One Nation's Nightmare: Hungary 1956


[The original draft dustjacket material, drafted 1979:]

 

UPRISING

The Fight against the Funkies

by David Irving

 

UprisingDAVID IRVING, 41 year old author of many well known dissident histories like The Rise and Fall of the Luftwaffe, the Destruction of Dresden, and Hitler's War, began six years ago to re-examine a more recent piece of the world's tragic history: the spontaneous national uprising of the Hungarians against against rule from Moscow against the faceless, indifferent, incompetent functionaries who had turned their country into a pit of Marxist misery in one short decade: the funkies, Irving calls them, adapting the Hungarian word funkcionariusok, and there is no doubt that after this book the word funky will have a new meaning in the English language.

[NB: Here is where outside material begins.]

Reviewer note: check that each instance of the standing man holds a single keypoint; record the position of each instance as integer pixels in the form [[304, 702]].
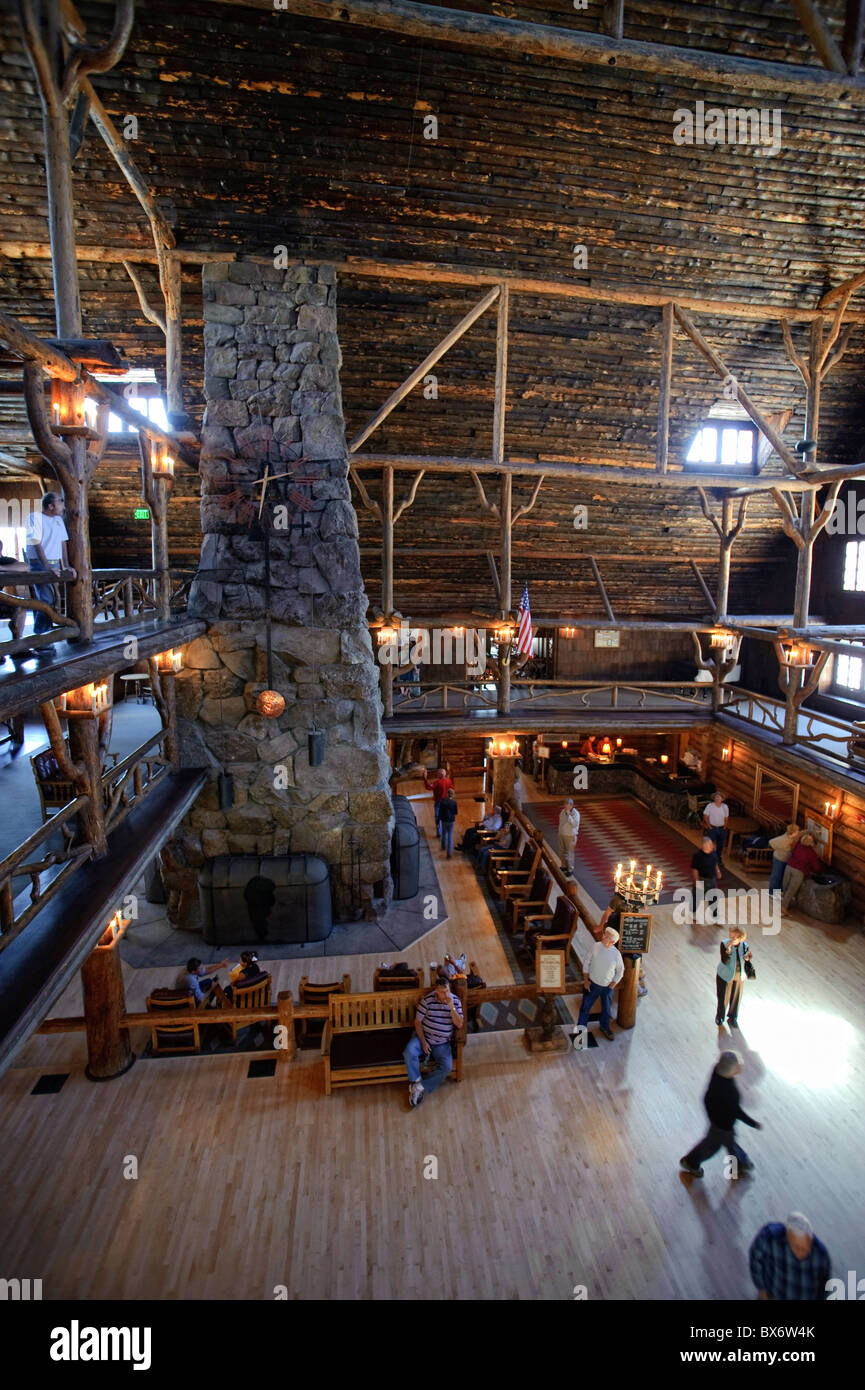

He could hardly have found a more topical year to publish his results: the year in which the Russians invaded Afghanistan, in which Rhodesia has chosen a Marxist government, in which Yugoslavia faces a new Soviet presence.

Irving's search for material and documents took him to the great cities of the northern hemisphere. He questioned survivors in Munich, Geneva, Paris, London, New York, Verona, Rome and Madrid; he obtained clearance of previously unobtainable records in Washington relating to the role of the CIA, Radio Free Europe, and the petrified United States diplomacy; he worked through the records of Eisenhower, president at the time, in Kansas. In Moscow Irving interviewed the Soviet army commander of the troops sent from the Ukraine to invade Hungary. In Toronto he found and interviewed Budapest's police chief, who had been recently amnestied from life imprisonment by the Hungarians.

Irving was officially permitted to visit Budapest several times, he talked with eye witnesses and survivors there and obtained new documents and photographs from them. He traced and questioned the men who had been kidnapped, exiled, imprisoned and put on trial with the prime minister Imre Nagy, who was sentenced to death, and members of Nagy's family.

It is Irving's assessment of Imre Nagy that will raise eyebrows, together with his discovery among official records of evidence that anti-Semitism was one of the motors of the popular uprising. He has made use of hundreds of interrogation reports prepared at the time by American agencies, and supports this material by diplomats' diaries and the recollections of western newspapermen who went into Hungary.

The resulting study is a compelling autopsy of a failed revolution: viewed both from inside the council chambers of the powerful and from street level, where the nameless rebels are given names and personalities and profiles by Irving, thanks to the detailed records of the American psychiatrists who saw them. It is a book with a cast of ten million. David Irving tries with humor and concrete examples to understand what built up the revolutionary rage within them.

The real lessons are about the Soviet Union's unfrontiered cynicism: the Kremlin leaders have never cared about Third World opinion, and it is folly to expert them to abide by normal rules of diplomacy when their own imperialistic conquests are at stake.

The funkies know that the world has a short memory. In fact the funkies bank on it.